Question: In recent years, the importance of privacy computing technology has been widely recognized in the market, but there is a divergence on whether it is an indispensable technology at the technical level. Some experts point out that although the cost of privacy computing is high, there may be alternative technologies with higher cost-effectiveness. Is there really an urgent need for privacy computing to gain widespread recognition from market institutions? What obstacles does it need to overcome?

Wei Tao: The development trajectory of privacy computing technology is quite similar to the photovoltaic industry. When photovoltaic technology was first introduced, it was costly and could not be immediately popularized in all industries. However, as high-demand industries took the lead in adoption and promoted large-scale production, costs gradually decreased. When the cost of photovoltaic power generation dropped to a critical point comparable to coal-fired power generation, it began to be widely used.

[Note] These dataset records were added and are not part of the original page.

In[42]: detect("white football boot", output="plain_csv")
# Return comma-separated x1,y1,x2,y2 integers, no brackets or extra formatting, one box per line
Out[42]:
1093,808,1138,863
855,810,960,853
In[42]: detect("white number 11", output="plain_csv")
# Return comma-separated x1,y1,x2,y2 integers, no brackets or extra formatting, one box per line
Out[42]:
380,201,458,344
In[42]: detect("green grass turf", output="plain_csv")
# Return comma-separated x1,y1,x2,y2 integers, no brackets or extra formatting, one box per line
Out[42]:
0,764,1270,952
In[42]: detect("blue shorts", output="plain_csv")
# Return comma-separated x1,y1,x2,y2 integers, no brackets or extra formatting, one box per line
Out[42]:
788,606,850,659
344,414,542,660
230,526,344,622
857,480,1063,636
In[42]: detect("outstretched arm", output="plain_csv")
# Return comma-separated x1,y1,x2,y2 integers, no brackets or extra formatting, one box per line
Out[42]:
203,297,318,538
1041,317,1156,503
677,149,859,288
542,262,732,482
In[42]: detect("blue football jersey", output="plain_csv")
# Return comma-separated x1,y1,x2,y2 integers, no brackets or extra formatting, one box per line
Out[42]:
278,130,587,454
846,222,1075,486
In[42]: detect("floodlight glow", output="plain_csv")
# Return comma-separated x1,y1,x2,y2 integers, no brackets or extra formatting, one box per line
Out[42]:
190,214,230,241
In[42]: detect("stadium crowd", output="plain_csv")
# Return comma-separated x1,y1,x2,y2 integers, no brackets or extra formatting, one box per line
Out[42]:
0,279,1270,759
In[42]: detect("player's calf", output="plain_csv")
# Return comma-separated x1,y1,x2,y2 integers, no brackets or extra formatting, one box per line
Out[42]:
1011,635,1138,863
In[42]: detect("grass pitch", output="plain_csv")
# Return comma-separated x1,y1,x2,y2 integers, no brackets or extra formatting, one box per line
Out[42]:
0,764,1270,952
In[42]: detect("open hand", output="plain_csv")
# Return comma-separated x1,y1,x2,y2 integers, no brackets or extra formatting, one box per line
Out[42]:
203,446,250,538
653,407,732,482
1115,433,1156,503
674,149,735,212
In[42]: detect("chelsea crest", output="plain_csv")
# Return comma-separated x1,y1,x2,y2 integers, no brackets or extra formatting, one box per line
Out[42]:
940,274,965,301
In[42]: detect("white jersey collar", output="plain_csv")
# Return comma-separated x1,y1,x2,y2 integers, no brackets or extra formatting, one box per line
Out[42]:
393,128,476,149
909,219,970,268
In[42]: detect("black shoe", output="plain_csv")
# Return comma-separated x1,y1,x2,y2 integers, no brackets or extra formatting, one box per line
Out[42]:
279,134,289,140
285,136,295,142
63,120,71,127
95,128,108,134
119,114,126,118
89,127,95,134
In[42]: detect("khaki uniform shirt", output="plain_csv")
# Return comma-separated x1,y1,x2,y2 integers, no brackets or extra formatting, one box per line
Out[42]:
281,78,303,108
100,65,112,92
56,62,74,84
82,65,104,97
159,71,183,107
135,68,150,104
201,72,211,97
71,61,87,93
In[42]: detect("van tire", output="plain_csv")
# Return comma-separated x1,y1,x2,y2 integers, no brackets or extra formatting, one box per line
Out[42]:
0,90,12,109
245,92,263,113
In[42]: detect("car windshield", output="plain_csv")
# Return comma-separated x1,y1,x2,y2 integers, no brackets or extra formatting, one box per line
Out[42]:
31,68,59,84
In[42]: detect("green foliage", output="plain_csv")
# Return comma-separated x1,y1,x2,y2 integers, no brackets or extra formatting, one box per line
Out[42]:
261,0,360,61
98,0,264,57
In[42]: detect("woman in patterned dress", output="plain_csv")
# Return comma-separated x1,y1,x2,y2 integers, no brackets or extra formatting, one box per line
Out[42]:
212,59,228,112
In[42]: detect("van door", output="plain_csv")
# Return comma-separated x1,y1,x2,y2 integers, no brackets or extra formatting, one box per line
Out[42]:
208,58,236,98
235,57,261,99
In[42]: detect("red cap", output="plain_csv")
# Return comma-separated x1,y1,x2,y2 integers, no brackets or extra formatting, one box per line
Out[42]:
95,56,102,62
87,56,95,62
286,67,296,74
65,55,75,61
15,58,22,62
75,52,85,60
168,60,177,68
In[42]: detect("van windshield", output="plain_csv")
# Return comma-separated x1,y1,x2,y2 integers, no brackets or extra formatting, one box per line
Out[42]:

Privacy computing follows the same pattern. It will first be applied in high-value data and scenarios. Although the problems solved by privacy computing are not limited to high-value data, the current data leakage issue is very serious. Data from many institutions is being traded on the dark web, leading to serious consequences. However, this is just the tip of the iceberg, as a large amount of data trading in the domestic black market is no longer limited to the dark web, which is a very dangerous phenomenon. Data leaks are occurring on a large scale, causing significant harm to society, and traditional technological paths cannot effectively safeguard data security.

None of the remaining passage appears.